Even stranger, Farrell describes the work of an RCA company engineer, J.H. Nelson who published several articles on the bizarre anomalies that he encountered while working with trans-atlantic short-wave signals. Nelson discovered that the accuracy of long-range radio propagation could be forecasted on the basis of planetary relationships. Oddly enough, his signal degradation charts looked quite similar to astrological forecasts. After further exposition, the point Farrell makes is that modern astrology is a nearly worthless and degraded form of an ancient science that recognized and understood these planetary effects on a larger basis, even within human and social systems. Once again, the implications of a deeper physics behind human economic activity, a ‘paleophysics’ even.

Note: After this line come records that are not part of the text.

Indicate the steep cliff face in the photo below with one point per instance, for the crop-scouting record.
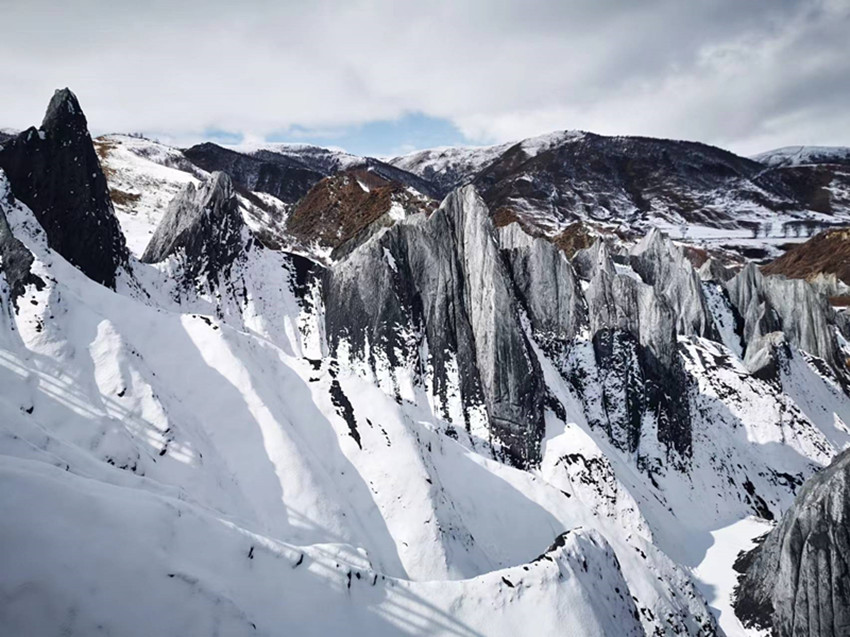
(54, 171)
(15, 259)
(433, 295)
(774, 303)
(664, 266)
(282, 177)
(633, 331)
(204, 226)
(797, 583)
(346, 205)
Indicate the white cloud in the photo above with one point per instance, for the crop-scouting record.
(743, 75)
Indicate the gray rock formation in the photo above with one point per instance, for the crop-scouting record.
(15, 259)
(54, 170)
(204, 226)
(797, 583)
(664, 266)
(440, 282)
(774, 303)
(546, 284)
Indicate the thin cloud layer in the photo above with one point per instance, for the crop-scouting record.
(744, 75)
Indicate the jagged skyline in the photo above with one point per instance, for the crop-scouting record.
(382, 80)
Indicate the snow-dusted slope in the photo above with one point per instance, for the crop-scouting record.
(448, 428)
(144, 176)
(801, 155)
(451, 166)
(195, 456)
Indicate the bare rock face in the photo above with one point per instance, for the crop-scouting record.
(283, 177)
(797, 583)
(15, 259)
(439, 283)
(664, 266)
(714, 270)
(54, 170)
(633, 328)
(343, 210)
(546, 284)
(204, 227)
(774, 303)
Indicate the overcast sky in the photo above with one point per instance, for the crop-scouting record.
(388, 77)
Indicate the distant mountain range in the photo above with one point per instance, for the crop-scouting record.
(537, 387)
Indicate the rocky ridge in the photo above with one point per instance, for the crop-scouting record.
(54, 170)
(797, 582)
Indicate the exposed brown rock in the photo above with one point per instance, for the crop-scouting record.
(827, 253)
(340, 206)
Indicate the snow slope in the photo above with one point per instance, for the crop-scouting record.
(802, 155)
(200, 465)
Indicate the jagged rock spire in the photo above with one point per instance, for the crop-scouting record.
(55, 171)
(798, 581)
(204, 226)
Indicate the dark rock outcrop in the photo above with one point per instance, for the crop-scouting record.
(438, 284)
(204, 226)
(797, 582)
(15, 259)
(774, 303)
(289, 176)
(664, 266)
(825, 253)
(283, 177)
(625, 178)
(341, 207)
(55, 171)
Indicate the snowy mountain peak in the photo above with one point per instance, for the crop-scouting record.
(64, 111)
(204, 225)
(55, 172)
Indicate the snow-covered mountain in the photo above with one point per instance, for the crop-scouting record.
(697, 193)
(801, 155)
(446, 425)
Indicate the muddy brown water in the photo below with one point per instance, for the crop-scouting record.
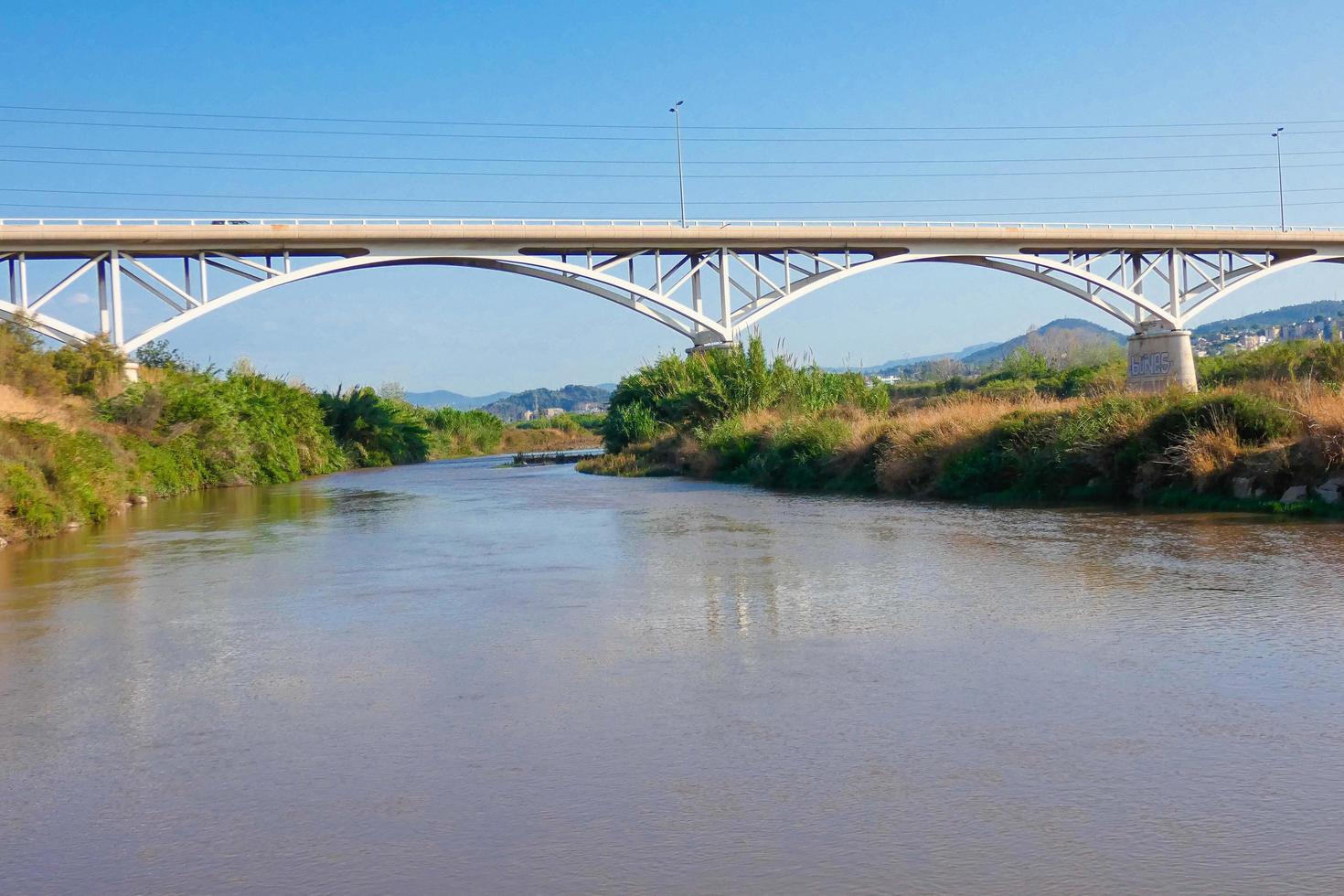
(461, 678)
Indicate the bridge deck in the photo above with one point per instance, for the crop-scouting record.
(308, 235)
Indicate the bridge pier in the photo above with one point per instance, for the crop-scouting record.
(709, 347)
(1160, 359)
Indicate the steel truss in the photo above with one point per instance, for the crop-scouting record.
(709, 295)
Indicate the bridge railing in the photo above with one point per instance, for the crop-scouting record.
(618, 222)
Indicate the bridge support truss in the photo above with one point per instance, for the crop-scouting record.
(709, 293)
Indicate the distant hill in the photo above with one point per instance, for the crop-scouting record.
(1063, 328)
(1275, 317)
(921, 359)
(456, 400)
(568, 398)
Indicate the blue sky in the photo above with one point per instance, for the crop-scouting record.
(735, 65)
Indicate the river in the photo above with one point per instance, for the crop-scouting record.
(463, 678)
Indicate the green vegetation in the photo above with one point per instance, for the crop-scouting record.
(1280, 361)
(77, 443)
(691, 394)
(463, 432)
(1027, 432)
(372, 430)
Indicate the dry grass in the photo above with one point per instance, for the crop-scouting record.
(68, 412)
(914, 443)
(549, 440)
(1206, 455)
(1323, 420)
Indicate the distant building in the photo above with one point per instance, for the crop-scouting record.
(591, 407)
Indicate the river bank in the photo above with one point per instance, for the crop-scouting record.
(1266, 434)
(80, 446)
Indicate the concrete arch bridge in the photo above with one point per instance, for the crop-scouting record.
(709, 281)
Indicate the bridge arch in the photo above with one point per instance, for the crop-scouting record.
(613, 289)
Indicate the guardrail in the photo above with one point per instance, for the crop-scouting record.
(617, 222)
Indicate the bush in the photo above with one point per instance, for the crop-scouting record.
(629, 423)
(374, 432)
(454, 432)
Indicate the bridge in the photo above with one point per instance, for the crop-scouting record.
(709, 281)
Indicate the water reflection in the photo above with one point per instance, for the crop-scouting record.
(457, 677)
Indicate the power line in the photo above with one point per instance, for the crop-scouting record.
(635, 139)
(666, 163)
(625, 176)
(254, 212)
(660, 128)
(656, 202)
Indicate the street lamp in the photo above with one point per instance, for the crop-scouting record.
(1278, 154)
(680, 177)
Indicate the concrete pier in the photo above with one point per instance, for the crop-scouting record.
(1160, 359)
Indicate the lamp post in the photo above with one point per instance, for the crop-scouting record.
(680, 177)
(1278, 154)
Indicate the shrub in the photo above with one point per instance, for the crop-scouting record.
(374, 432)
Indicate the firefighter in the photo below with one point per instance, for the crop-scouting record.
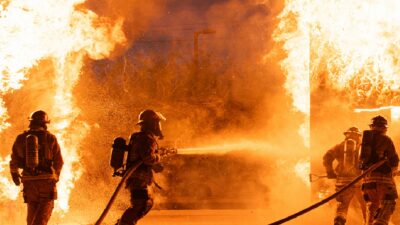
(37, 153)
(346, 154)
(143, 146)
(378, 186)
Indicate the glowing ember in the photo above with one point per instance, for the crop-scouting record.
(56, 30)
(302, 170)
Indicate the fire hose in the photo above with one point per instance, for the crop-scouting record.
(334, 195)
(127, 174)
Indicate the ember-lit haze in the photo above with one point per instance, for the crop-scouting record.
(237, 113)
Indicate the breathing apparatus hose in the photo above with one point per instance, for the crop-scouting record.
(127, 174)
(334, 195)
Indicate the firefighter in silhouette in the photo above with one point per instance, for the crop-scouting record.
(346, 154)
(37, 153)
(378, 186)
(143, 146)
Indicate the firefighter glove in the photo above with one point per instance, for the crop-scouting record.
(331, 175)
(16, 178)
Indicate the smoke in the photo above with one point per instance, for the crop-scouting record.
(235, 95)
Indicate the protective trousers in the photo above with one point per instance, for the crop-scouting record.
(141, 203)
(381, 201)
(343, 203)
(39, 196)
(39, 212)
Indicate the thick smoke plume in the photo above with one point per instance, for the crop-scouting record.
(235, 94)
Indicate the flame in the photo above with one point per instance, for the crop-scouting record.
(66, 34)
(302, 170)
(352, 46)
(227, 147)
(8, 189)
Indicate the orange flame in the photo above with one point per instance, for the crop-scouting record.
(56, 30)
(355, 44)
(302, 170)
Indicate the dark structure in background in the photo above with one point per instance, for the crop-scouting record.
(215, 181)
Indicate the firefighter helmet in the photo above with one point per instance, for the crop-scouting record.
(148, 116)
(39, 117)
(352, 130)
(379, 121)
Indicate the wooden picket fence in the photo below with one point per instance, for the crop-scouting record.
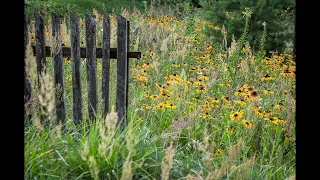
(90, 52)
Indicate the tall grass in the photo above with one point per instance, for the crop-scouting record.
(197, 110)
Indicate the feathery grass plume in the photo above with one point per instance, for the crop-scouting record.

So what energy sources were the Nazi’s researching? Most likely energy from an unknown source that resulted from rotating plasmas, like those described by Swedish physicist Hannes Alfvén. Starting in 1936, Alfvén outlined cosmic electrodynamics or the science of a plasma universe. If a conducting liquid is placed in a constant magnetic field, every motion of the liquid gives rise to an electromagnetic field which produces electric currents. These currents yield mechanical forces which change the state of motion of the liquid. A combined electromagnetic-hydrodynamic wave occurs which appears to transduce energy out of space-time itself, from an unknown source or maybe even the oft-discussed ‘zero-point field’. Also of note, Alfvén’s theories discussed the possibilities that space itself exhibits a cellular structure, or crystal lattice along which energy can be tapped. There is some actual evidence for this ‘electric universe’, specifically in the questions raised by Dr. Nikolai Kozyrev who noted that during the first hydrogen bomb tests there was an unknown source of energy. The energy of the detonated hydrogen bombs actually varied with the time which they were detonated. Farrell discusses the possibility that the energy variation occurred because the bombs became a transdimensional gateway into the energy of space-time itself which varied based on planetary rotations and proximity to higher dimensions.

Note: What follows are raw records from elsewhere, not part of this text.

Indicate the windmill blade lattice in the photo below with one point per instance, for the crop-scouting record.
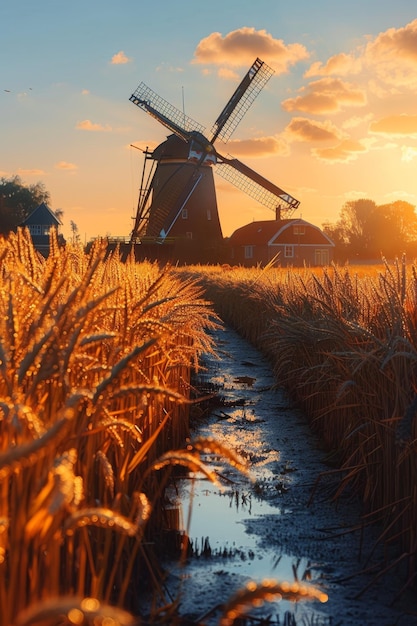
(255, 185)
(249, 88)
(171, 117)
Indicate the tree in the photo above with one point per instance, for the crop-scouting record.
(368, 231)
(17, 201)
(75, 232)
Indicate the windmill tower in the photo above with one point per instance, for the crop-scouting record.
(177, 203)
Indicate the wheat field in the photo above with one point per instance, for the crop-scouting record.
(96, 357)
(343, 342)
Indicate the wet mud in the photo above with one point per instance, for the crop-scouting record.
(280, 522)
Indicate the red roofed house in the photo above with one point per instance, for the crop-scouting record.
(40, 222)
(295, 241)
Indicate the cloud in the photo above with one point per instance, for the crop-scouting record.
(64, 165)
(396, 125)
(393, 55)
(240, 47)
(346, 150)
(408, 154)
(303, 129)
(33, 172)
(262, 146)
(341, 65)
(120, 58)
(326, 95)
(390, 57)
(88, 125)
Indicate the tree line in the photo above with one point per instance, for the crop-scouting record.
(363, 231)
(367, 231)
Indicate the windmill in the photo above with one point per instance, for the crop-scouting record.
(177, 201)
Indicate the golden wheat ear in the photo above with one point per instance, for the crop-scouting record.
(71, 611)
(255, 594)
(212, 446)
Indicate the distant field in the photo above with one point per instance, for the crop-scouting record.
(343, 341)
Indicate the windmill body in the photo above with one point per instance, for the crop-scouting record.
(178, 203)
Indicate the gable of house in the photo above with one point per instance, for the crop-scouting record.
(39, 223)
(295, 240)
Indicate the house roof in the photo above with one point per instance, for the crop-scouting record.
(41, 215)
(268, 232)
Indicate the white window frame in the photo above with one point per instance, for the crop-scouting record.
(299, 230)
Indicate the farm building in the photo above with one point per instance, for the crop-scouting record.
(40, 222)
(291, 241)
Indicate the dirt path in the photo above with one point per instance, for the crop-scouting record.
(268, 528)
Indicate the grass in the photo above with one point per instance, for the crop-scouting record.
(95, 364)
(343, 341)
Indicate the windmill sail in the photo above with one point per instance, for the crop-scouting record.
(254, 185)
(180, 202)
(164, 112)
(255, 79)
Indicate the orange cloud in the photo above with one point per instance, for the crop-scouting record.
(63, 165)
(408, 154)
(120, 58)
(33, 172)
(89, 125)
(327, 95)
(303, 129)
(347, 150)
(393, 55)
(240, 47)
(341, 64)
(396, 125)
(262, 146)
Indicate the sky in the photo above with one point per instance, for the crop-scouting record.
(336, 122)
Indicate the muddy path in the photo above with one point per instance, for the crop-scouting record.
(270, 526)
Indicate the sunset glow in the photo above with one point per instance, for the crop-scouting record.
(336, 122)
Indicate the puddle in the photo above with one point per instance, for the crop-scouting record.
(269, 527)
(231, 530)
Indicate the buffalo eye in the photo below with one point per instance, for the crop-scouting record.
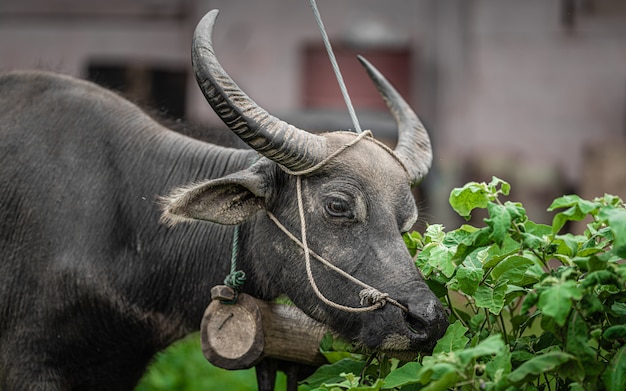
(338, 207)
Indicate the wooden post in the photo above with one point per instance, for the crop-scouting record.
(239, 335)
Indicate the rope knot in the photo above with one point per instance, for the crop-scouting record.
(235, 279)
(372, 296)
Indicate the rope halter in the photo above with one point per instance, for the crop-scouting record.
(369, 296)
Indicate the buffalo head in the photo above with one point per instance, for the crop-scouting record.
(355, 206)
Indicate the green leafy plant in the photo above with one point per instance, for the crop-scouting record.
(531, 308)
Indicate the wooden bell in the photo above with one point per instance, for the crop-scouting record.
(239, 335)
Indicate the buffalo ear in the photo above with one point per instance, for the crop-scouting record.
(229, 200)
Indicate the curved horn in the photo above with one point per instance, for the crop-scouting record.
(413, 148)
(275, 139)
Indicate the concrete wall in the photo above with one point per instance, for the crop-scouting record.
(505, 88)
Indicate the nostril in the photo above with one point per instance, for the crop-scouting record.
(415, 324)
(427, 320)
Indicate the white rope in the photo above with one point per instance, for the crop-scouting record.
(333, 62)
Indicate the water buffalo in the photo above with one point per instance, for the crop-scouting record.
(92, 284)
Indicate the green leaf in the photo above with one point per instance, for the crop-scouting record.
(499, 221)
(617, 222)
(413, 241)
(614, 378)
(489, 346)
(556, 301)
(491, 298)
(615, 332)
(469, 277)
(469, 197)
(445, 382)
(441, 259)
(500, 365)
(577, 209)
(406, 374)
(513, 269)
(538, 365)
(331, 373)
(454, 339)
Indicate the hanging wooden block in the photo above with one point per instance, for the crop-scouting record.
(239, 335)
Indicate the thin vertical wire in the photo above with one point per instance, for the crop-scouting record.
(333, 61)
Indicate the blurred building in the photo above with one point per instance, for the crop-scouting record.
(531, 91)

Farrell draws connections between this obscured physics and an ancient international money power which are revealed in various historical accounts as they guarded gold mines with mercenaries and usurped local economies with gold and silver based transactions. But how would this international money power communicate in an era without radio? German physicist and engineer Dr. Meyl published a comprehensive account of scalar waves and their corresponding relationship to ancient temples in 2003, drawing the connection between temples as a long-range communication system between the various factions of this monetary elite. And while it sounds a little outlandish, the resonant frequency calculations of each building along with the similarities between modern magnetrons and ancient temple floor plans are rather convincing.

While the book is extremely well footnoted and referenced, where Farrell fails is in quoting his previous work too often. He could have dramatically strengthened his case by omitting those references and linking me to his original sources. Farrell breaks down every section with numbered lists of evidence he presented in previous pages which helped me track the overwhelming amount of information. This is the densest few hundred pages I’ve ever read. While I still remain unconvinced by the entire premise Farrell lays out, I’m thoroughly fascinated by the obscure scientists and historical references he can ferret out. I’m surprised I’ve waited this long to discover Farrell’s unique approach to science, technology, history and humanity. Clearly there’s much more to physics and finance than I could ever imagine and through Babylon’s Banksters I’ve discovered a tremendous number of new and interesting speculative paths on which I can embark, and that’s really all I can ask for from a book like this.